If you really want to make the "but experts said this  and you reject that" argument, then

First show us a survey where there is a high consensus between AI experts on when will AGI emerge (But it has to be such a survey, where AGI has a concise definition, so that those experts have the same definition in mind when they answer the question)

Secondly, you will have to make a case for why this time the experts prediciton will come true (because there is a clear inductive counter argument to this survey argument - namely, that most of the AI experts predictions in the past have failed miserably).

Edited by zurew

Share this post


Link to post
Share on other sites
21 hours ago, erik8lrl said:

The world simulation model is exactly what OpenAI, Google, and even Tesla are working on right now. We can already see it with Sora, GPT5 will likely include Sora in its model understanding. Similar with Google Gemini going multi-modal.

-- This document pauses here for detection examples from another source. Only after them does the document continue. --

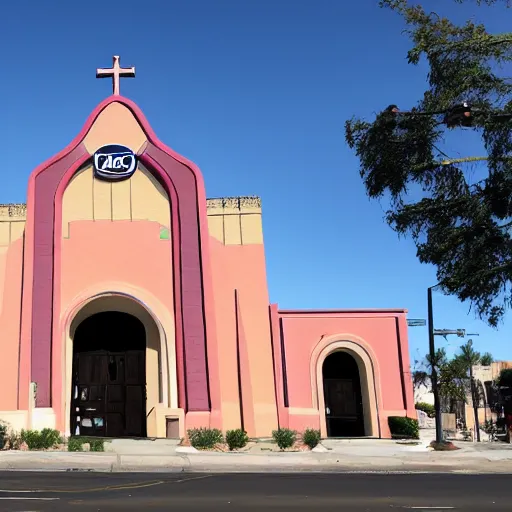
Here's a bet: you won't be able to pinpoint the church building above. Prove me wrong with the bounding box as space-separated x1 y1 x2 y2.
0 57 416 438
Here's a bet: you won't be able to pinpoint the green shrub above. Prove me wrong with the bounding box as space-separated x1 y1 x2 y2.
226 428 249 450
302 428 321 449
68 437 84 452
89 439 105 452
4 430 22 450
21 428 61 450
498 368 512 388
415 402 436 418
0 422 8 450
388 416 420 439
272 428 297 450
187 427 224 450
68 436 105 452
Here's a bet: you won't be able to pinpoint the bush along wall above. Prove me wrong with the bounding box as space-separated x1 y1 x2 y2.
388 416 420 439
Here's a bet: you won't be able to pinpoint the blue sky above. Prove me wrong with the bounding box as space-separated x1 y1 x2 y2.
0 0 512 359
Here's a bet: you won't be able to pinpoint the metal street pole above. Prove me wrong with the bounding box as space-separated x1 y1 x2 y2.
427 286 443 443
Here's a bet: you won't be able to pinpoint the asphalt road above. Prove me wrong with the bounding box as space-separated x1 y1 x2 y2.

WIll look forward to GPT5.

I will give one more thing that they will eventually need to solve: Right now it seems to be the case, that AI doesn't have an abstract understanding of most things (I already said this), but more specifically,  doesn't have an abstract understanding of negation or the negative. The proof for this is the fact, that in a lot of cases, when you tell it to not do something - it will still do it.  Yes in some cases it might get it right, but this is a principle problem, where you either have a real understanding of negation or you don't. 

This includes instances, where you want to create an image and say 'please don't inlcude x on the image' or if you want it to not include a specific thing in its answer. This problem seem to be a tough one , given  that you can't just show it a clear pattern what negation is just by using a dataset that has a finite set of negating things. - in fact, I would say the whole category of 'abstract understanding of things' cant be learned by purely just trying to find the right pattern between a finite set of things. - it seem to require a different approach in kind. Because, for instance, if I have a prompt of 'don't generate a mushroom on the image" - I would need to show an infinite number of instances of images that don't include a mushroom on it,  and even then the prompts full meaning wouldn't be fully captured.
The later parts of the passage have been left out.